VORSITZENDER: Was Sie jetzt sagten, ist nicht durchgekommen.
OBERJUSTIZRAT SMIRNOW: Herr Vorsitzender! Ich habe geantwortet, daß sich auf dem soeben verlesenen, an Dr. Best gerichteten Dokument kein Datum befindet. Das nächste Dokument ist jedoch datiert. Dieses erscheint mir äußerst wichtig, und ich bitte den Gerichtshof um Erlaubnis, es vorzulesen. Es ist ein kurzes Dokument, von Schellenberg unterschrieben.

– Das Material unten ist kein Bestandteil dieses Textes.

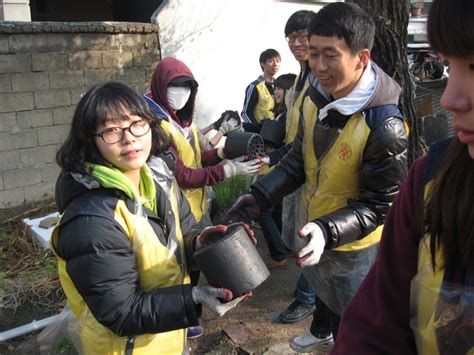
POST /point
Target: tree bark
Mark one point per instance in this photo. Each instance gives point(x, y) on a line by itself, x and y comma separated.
point(390, 53)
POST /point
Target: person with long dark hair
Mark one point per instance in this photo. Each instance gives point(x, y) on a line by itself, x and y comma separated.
point(125, 240)
point(419, 295)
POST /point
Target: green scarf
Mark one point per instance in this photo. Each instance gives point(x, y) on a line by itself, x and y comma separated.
point(114, 178)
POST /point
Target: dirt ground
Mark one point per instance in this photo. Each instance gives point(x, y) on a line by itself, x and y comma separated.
point(251, 327)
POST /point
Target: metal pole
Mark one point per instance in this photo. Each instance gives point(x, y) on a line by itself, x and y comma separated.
point(27, 328)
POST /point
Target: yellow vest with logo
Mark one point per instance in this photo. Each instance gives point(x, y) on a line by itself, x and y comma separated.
point(330, 183)
point(265, 104)
point(155, 270)
point(190, 154)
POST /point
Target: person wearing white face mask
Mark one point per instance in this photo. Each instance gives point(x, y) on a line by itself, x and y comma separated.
point(172, 97)
point(178, 96)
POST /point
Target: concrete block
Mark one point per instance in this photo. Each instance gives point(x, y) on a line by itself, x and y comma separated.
point(50, 173)
point(39, 192)
point(117, 59)
point(21, 139)
point(27, 43)
point(97, 76)
point(30, 81)
point(97, 42)
point(145, 58)
point(63, 115)
point(76, 95)
point(52, 98)
point(66, 79)
point(15, 63)
point(50, 61)
point(53, 134)
point(21, 178)
point(11, 198)
point(10, 160)
point(34, 119)
point(132, 75)
point(132, 41)
point(5, 83)
point(4, 44)
point(65, 42)
point(16, 102)
point(85, 59)
point(7, 121)
point(38, 157)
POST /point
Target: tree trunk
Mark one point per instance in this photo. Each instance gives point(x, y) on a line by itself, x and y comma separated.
point(390, 53)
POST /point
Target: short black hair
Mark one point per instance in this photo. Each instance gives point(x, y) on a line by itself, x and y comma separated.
point(285, 81)
point(451, 27)
point(101, 103)
point(347, 21)
point(268, 54)
point(298, 21)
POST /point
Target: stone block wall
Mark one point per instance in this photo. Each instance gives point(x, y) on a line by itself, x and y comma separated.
point(45, 68)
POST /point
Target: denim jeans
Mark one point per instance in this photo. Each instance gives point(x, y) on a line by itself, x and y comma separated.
point(270, 222)
point(303, 291)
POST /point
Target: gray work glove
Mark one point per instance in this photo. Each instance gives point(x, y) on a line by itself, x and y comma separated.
point(229, 125)
point(238, 166)
point(209, 296)
point(311, 253)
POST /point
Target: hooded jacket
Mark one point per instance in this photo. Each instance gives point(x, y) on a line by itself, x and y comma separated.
point(124, 272)
point(372, 160)
point(194, 168)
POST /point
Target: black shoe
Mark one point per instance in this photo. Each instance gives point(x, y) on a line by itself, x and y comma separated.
point(296, 312)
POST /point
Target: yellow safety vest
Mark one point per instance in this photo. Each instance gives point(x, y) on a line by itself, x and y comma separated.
point(330, 183)
point(190, 154)
point(293, 114)
point(265, 104)
point(155, 269)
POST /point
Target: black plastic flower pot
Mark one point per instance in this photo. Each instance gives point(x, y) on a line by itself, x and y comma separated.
point(232, 261)
point(243, 143)
point(273, 132)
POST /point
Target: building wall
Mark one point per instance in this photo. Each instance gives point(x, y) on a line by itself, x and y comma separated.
point(44, 70)
point(221, 42)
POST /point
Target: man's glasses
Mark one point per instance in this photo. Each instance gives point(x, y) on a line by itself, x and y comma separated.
point(302, 37)
point(115, 134)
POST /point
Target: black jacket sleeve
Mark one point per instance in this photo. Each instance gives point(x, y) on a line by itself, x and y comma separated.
point(384, 166)
point(101, 264)
point(277, 154)
point(190, 229)
point(285, 178)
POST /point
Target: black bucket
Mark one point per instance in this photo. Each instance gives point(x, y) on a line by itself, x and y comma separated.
point(243, 143)
point(232, 261)
point(273, 132)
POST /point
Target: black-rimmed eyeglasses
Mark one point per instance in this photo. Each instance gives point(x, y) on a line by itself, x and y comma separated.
point(301, 37)
point(113, 135)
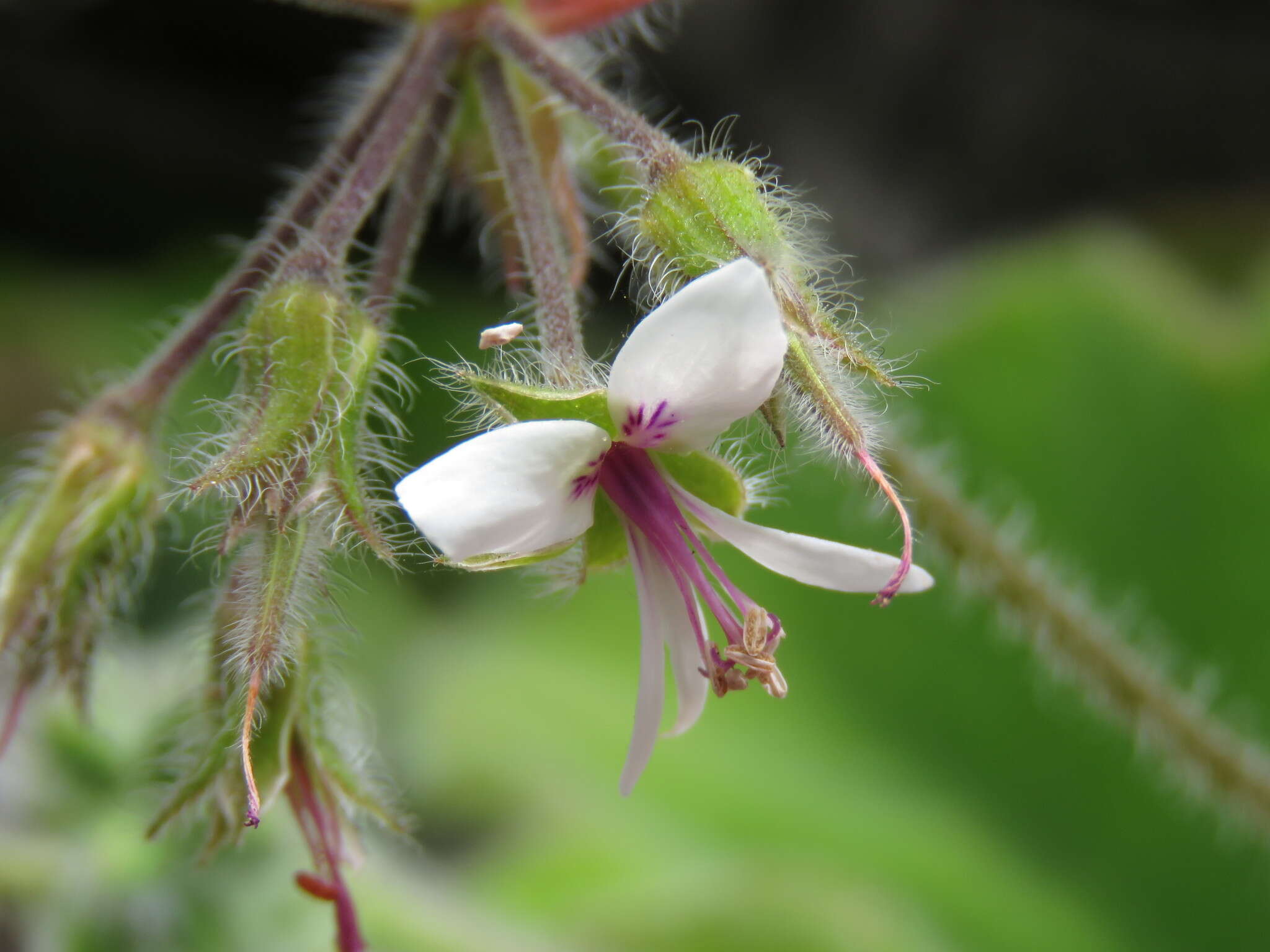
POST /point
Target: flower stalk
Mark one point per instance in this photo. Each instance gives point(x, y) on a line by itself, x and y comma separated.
point(1061, 626)
point(541, 243)
point(407, 215)
point(258, 262)
point(408, 115)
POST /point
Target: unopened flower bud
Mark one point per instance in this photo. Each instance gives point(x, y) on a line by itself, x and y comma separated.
point(70, 536)
point(287, 355)
point(705, 214)
point(311, 362)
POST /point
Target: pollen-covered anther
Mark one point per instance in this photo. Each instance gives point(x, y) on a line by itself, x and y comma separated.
point(724, 679)
point(499, 335)
point(762, 668)
point(758, 626)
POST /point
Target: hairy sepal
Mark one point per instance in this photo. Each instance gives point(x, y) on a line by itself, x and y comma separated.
point(288, 357)
point(526, 402)
point(73, 528)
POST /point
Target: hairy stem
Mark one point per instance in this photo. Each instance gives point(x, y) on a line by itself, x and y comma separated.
point(807, 374)
point(527, 195)
point(408, 207)
point(253, 791)
point(154, 381)
point(1235, 769)
point(655, 151)
point(318, 818)
point(409, 115)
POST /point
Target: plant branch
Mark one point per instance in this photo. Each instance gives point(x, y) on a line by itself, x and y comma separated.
point(154, 381)
point(655, 151)
point(527, 195)
point(407, 216)
point(408, 116)
point(1054, 620)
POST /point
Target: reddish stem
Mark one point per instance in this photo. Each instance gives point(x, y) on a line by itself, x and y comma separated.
point(561, 17)
point(906, 562)
point(258, 260)
point(540, 240)
point(17, 703)
point(321, 826)
point(408, 209)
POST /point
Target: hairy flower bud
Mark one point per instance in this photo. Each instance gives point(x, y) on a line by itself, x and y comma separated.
point(709, 213)
point(287, 356)
point(311, 362)
point(246, 728)
point(70, 537)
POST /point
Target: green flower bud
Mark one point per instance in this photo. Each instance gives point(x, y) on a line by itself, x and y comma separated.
point(70, 537)
point(287, 353)
point(709, 213)
point(281, 719)
point(310, 368)
point(350, 451)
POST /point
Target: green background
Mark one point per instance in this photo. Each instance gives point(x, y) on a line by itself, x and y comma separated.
point(928, 785)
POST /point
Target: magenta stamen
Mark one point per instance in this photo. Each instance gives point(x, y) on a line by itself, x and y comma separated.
point(641, 493)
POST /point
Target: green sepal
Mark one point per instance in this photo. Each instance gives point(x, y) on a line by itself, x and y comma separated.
point(66, 536)
point(605, 542)
point(358, 362)
point(522, 402)
point(709, 478)
point(502, 560)
point(706, 214)
point(287, 355)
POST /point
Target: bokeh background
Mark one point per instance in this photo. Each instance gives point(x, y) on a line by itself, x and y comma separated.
point(1059, 208)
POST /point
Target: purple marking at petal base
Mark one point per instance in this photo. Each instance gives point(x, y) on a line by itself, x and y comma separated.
point(641, 432)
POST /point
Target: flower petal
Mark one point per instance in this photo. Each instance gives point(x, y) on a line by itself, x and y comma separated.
point(807, 559)
point(690, 683)
point(701, 361)
point(513, 490)
point(652, 663)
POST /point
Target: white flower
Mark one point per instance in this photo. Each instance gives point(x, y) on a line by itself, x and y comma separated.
point(701, 361)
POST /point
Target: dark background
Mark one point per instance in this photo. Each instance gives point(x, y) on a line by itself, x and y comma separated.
point(922, 123)
point(1059, 207)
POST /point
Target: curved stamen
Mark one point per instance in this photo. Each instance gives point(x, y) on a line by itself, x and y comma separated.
point(641, 493)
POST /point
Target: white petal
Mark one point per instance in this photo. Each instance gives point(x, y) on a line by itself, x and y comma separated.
point(507, 491)
point(711, 355)
point(691, 684)
point(813, 562)
point(652, 666)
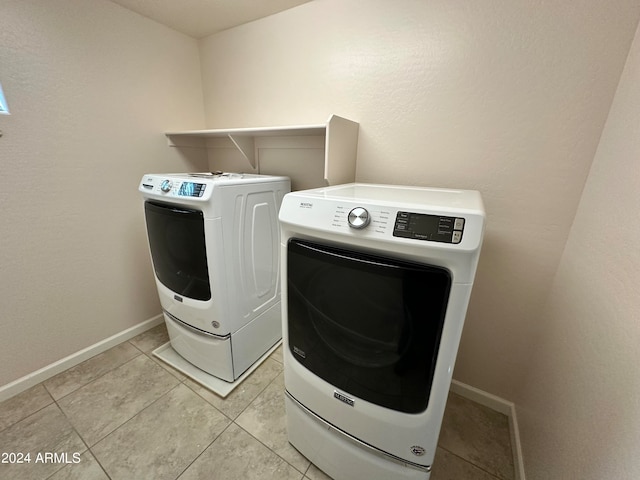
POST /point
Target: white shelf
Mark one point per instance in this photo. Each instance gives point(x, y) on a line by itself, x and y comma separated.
point(337, 138)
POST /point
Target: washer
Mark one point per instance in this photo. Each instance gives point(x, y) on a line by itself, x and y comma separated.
point(376, 282)
point(213, 240)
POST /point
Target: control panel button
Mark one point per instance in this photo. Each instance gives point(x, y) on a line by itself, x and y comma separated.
point(358, 218)
point(166, 185)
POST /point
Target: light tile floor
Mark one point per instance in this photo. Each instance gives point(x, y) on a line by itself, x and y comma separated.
point(124, 414)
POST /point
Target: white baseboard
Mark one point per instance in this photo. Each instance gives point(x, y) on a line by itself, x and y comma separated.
point(21, 384)
point(499, 405)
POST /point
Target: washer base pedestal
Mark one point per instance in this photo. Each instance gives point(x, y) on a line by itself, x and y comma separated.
point(339, 457)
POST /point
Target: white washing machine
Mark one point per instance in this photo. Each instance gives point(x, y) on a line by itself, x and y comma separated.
point(214, 247)
point(376, 282)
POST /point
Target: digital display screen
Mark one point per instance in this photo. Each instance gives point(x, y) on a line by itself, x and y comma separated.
point(191, 189)
point(435, 228)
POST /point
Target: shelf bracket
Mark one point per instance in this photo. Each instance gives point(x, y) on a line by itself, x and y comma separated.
point(246, 146)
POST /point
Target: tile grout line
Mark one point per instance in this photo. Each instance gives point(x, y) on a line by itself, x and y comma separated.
point(497, 477)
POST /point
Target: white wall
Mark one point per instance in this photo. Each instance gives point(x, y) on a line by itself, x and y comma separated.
point(91, 88)
point(508, 97)
point(580, 409)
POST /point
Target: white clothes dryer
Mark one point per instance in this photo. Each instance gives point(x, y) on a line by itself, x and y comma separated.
point(213, 240)
point(376, 282)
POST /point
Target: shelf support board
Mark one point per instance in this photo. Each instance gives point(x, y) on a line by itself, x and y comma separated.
point(246, 146)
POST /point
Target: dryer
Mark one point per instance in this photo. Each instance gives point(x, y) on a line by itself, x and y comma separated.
point(376, 282)
point(213, 240)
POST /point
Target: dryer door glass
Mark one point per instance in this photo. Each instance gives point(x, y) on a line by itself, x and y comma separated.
point(178, 252)
point(368, 325)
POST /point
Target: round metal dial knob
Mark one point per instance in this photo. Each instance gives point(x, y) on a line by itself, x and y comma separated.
point(358, 218)
point(166, 185)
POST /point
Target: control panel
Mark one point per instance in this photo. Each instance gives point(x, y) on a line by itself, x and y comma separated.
point(434, 228)
point(176, 188)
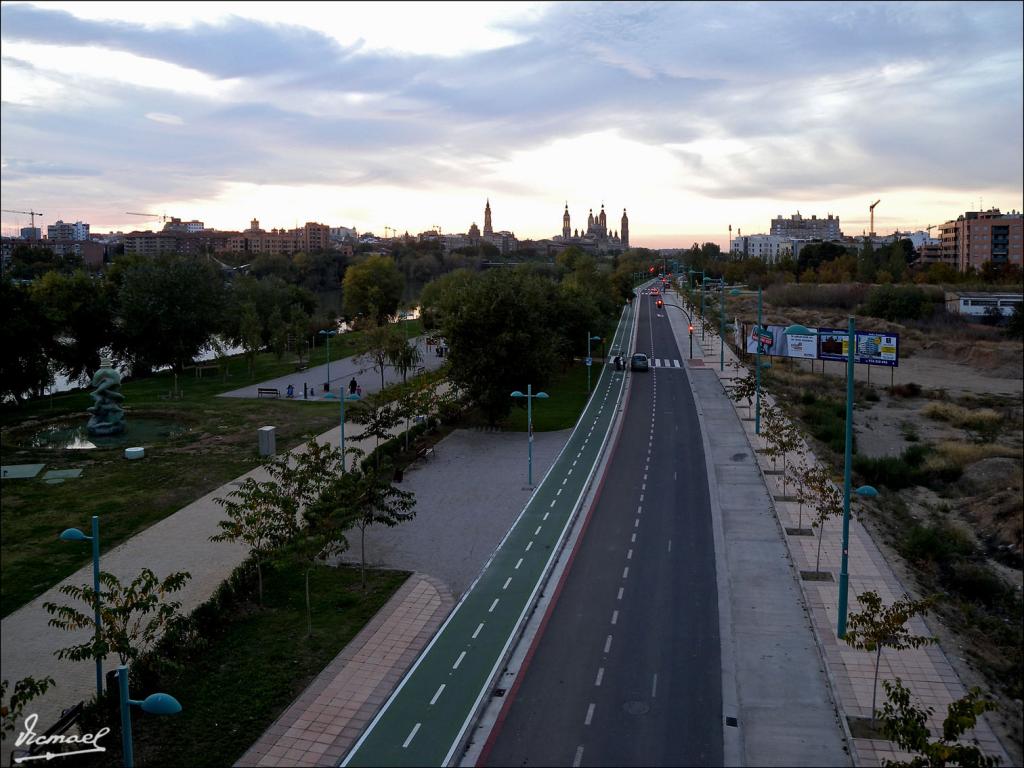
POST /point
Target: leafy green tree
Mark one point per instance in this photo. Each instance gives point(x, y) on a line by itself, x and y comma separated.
point(503, 334)
point(255, 517)
point(11, 708)
point(906, 725)
point(133, 615)
point(169, 308)
point(80, 308)
point(251, 332)
point(373, 288)
point(363, 498)
point(26, 339)
point(879, 626)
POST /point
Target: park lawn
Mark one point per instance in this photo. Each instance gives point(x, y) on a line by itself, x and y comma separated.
point(128, 497)
point(251, 669)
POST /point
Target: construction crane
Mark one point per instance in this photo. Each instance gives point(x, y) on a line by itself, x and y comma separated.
point(31, 214)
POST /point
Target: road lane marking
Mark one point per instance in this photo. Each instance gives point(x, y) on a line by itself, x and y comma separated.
point(411, 736)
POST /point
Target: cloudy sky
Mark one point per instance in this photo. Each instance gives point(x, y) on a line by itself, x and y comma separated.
point(691, 116)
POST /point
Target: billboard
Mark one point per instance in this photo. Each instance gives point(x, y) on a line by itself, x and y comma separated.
point(871, 348)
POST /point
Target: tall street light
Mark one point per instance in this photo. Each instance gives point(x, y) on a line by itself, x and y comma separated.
point(74, 535)
point(844, 574)
point(590, 359)
point(155, 704)
point(328, 334)
point(757, 364)
point(342, 396)
point(529, 427)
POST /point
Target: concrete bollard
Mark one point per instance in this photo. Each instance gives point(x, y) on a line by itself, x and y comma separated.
point(267, 440)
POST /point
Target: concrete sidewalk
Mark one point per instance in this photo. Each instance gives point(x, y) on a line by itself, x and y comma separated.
point(926, 672)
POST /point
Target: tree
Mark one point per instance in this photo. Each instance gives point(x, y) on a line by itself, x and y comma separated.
point(828, 503)
point(255, 518)
point(906, 724)
point(169, 308)
point(879, 627)
point(373, 288)
point(363, 498)
point(133, 616)
point(252, 336)
point(26, 338)
point(25, 690)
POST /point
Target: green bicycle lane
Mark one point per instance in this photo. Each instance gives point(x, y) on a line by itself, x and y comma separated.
point(427, 717)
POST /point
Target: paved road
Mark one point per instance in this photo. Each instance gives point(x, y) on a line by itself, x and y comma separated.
point(627, 671)
point(426, 720)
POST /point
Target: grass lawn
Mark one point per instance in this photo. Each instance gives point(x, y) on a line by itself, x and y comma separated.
point(251, 669)
point(219, 444)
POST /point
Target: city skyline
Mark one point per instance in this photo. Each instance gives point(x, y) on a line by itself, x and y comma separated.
point(224, 113)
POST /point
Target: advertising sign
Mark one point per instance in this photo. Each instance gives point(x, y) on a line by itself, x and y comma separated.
point(870, 348)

»Berlin, den 13. September 1938. Stabskanzlei I/113. An den Amtschef III, SS-Oberführer Jost oder Vertreter im Amt. Betrifft: ›Aufstellung von Einsatzkommandos‹.« Ich lasse den folgenden Satz aus. Der Text lautet: »Im Nachgang zu obigem Vorgang wird anliegend eine Photokopie über die Aufstellung der Einsatzkommandos übersandt. Die Aufstellung ist von C. in der vorliegenden Form angeordnet. Der Leiter der Zentralabteilung I 1. a. B.: Schellenberg, SS-Hauptsturmführer.«
Herr Vorsitzender, ich bitte Sie, Ihre Aufmerksamkeit dem anliegenden Organisationsplan zu schenken, der schon damals die Organisation der Einsatzkommandos richtig wiedergab. Hier werden Einsatzkommandos, der Einsatzstab K, der Einsatzstab L und 11 Einsatzkommandos unter den leitenden Referenten des Einsatzstabes K genannt. In der zweiten Spalte oben können Sie den Namen des schon damals leitenden Fachmannes für Gaswagen, Rauff, finden, an den später alle Berichte über die Tätigkeit der hier bereits behandelten Gaswagen gerichtet wurden.
VORSITZENDER: Ich finde es auf dem Plan nicht.
ODERJUSTIZRAT SMIRNOW: Es ist die zweite Spalte. Rauff, Herr Vorsitzender.
VORSITZENDER: Sagen Sie mir genau an welcher Stelle. Können Sie uns nicht genau angeben, wo es ist?
OBERJUSTIZRAT SMIRNOW: Gewiß, Herr Vorsitzender, hier.